Increasing emission reduction pledges: in 2007, the IPCC stated that if we want to keep the increase of the global temperature below 2°C, developed countries have to reduce their emissions between 25 and 40% by 2020 (relative to 1990 levels). However, the current voluntary commitments of the developed countries stand far from this range – between 12 – 19% according to a recent report from WRI.
Developing countries can also share the international burden; the IPCC recommends they deviate their emissions by 15 to 20% from what is being called their Business as Usual (BAU) scenario. However, during a presentation given by the AOSIS group yesterday, it seems that the current pledges of BAU deviation for developing countries (and especially the biggest emitters) is not sufficient. Moreover, at the beginning of the session, Oxfam International released a study explaining that developing countries carry 60% of the current mitigation burden while the developed countries barely share 40% of the global goal (LINK).
The responsibility truly taken by the developed countries is consequently extremely low and weak.
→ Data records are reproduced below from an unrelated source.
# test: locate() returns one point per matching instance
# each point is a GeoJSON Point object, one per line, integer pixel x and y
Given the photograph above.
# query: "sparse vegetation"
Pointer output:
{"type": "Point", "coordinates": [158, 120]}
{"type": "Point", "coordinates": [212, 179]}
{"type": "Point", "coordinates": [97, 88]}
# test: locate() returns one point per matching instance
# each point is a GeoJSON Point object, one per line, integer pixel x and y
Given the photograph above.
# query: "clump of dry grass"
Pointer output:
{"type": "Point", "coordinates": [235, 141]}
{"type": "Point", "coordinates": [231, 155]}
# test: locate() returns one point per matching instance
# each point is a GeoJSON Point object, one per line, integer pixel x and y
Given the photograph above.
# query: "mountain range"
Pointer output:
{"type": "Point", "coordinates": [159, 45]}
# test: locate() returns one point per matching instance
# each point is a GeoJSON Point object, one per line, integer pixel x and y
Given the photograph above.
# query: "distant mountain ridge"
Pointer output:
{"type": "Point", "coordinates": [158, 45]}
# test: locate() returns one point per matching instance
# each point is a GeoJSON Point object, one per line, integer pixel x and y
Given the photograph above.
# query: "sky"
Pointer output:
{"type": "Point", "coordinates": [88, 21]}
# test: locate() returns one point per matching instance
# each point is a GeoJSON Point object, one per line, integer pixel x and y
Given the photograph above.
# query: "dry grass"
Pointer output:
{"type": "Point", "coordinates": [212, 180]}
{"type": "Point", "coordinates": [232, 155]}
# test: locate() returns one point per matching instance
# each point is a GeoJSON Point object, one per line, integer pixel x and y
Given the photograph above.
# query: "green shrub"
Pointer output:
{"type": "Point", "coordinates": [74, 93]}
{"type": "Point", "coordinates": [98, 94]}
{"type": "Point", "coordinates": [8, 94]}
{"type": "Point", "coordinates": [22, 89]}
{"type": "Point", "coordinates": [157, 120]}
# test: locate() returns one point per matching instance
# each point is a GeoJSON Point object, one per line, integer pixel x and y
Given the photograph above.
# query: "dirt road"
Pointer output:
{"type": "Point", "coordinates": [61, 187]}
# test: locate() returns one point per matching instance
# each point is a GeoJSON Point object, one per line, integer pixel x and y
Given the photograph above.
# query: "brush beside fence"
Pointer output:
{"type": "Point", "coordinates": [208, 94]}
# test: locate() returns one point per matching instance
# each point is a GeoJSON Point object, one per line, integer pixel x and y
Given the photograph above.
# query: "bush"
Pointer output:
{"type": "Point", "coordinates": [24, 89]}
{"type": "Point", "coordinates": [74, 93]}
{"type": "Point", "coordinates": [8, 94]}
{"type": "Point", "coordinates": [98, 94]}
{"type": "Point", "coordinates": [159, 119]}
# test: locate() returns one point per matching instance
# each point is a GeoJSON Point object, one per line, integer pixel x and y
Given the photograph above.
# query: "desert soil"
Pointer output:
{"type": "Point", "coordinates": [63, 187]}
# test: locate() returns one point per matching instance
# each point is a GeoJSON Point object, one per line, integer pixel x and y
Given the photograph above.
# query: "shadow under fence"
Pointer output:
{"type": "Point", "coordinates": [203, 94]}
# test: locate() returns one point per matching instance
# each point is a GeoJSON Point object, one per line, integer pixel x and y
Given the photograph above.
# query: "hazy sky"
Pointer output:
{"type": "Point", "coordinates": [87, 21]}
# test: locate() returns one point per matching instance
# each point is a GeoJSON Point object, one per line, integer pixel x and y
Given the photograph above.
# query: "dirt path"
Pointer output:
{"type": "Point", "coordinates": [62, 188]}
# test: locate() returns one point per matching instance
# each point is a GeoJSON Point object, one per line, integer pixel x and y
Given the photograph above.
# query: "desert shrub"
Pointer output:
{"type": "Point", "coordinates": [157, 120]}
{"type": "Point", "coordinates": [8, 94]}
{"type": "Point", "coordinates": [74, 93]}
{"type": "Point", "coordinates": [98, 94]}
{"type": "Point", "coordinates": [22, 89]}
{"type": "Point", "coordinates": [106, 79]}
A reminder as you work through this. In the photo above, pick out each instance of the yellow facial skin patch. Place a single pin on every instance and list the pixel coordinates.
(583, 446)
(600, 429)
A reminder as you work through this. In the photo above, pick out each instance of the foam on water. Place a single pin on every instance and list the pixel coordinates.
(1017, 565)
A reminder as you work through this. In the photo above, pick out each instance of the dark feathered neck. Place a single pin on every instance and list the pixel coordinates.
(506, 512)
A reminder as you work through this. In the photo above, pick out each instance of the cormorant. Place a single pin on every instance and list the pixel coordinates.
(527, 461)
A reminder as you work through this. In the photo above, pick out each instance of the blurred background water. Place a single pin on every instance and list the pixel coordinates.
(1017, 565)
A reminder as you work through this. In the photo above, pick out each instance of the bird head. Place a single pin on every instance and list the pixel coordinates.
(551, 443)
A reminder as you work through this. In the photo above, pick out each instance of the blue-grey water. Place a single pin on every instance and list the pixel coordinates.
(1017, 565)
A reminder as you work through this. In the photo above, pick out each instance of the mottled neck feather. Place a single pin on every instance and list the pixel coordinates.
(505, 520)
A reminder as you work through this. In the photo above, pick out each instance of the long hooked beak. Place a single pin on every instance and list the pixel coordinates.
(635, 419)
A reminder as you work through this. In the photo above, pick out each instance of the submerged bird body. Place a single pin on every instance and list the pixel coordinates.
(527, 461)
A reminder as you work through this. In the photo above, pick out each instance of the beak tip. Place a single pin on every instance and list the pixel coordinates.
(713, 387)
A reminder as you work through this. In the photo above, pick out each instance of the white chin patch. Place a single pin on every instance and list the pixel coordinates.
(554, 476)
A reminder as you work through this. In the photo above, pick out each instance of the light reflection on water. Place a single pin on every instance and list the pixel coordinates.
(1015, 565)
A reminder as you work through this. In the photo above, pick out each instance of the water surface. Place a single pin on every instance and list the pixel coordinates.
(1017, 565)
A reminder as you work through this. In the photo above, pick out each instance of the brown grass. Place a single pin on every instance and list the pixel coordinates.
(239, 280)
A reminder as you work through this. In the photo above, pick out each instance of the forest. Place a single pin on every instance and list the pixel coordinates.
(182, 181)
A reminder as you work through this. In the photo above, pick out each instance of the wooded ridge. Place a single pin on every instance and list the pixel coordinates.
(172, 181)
They fail at fully taking into consideration the principle of common but DIFFERENTIATED responsibility. Loopholes plague mitigation rules, actually canceling out the already inadequate domestic/national efforts pledged. Poor accounting rules in LULUCF (Land Use, Land Use Changed in Forestry), for instance, could permit Annex 1 countries to hide important quantity of GHG.
What’s called “hot air” is another controversial issue, this only concerns the ex-USSR countries for which emissions totally dropped after 1991 and the collapse of the USSR. The rules being defined by the year 1990, these countries can consequently keep increasing their GHG emissions and even sell a lot of carbon credits on the market without having to make any domestic efforts of mitigation.
In 2010, different research institutes and even UN bodies warned the world about the consequences of this gap. According to UNEP (United Nations Environment Programme), if this gap of 5 to 9 gigatonnes of CO2eq is not addressed quickly (LINK to the report) we can expect an increase of the global temperature between 2 to 5°C by the end of the century.
It is now a matter of urgency that developed and developing countries reconsider their emission targets and close the existing loopholes.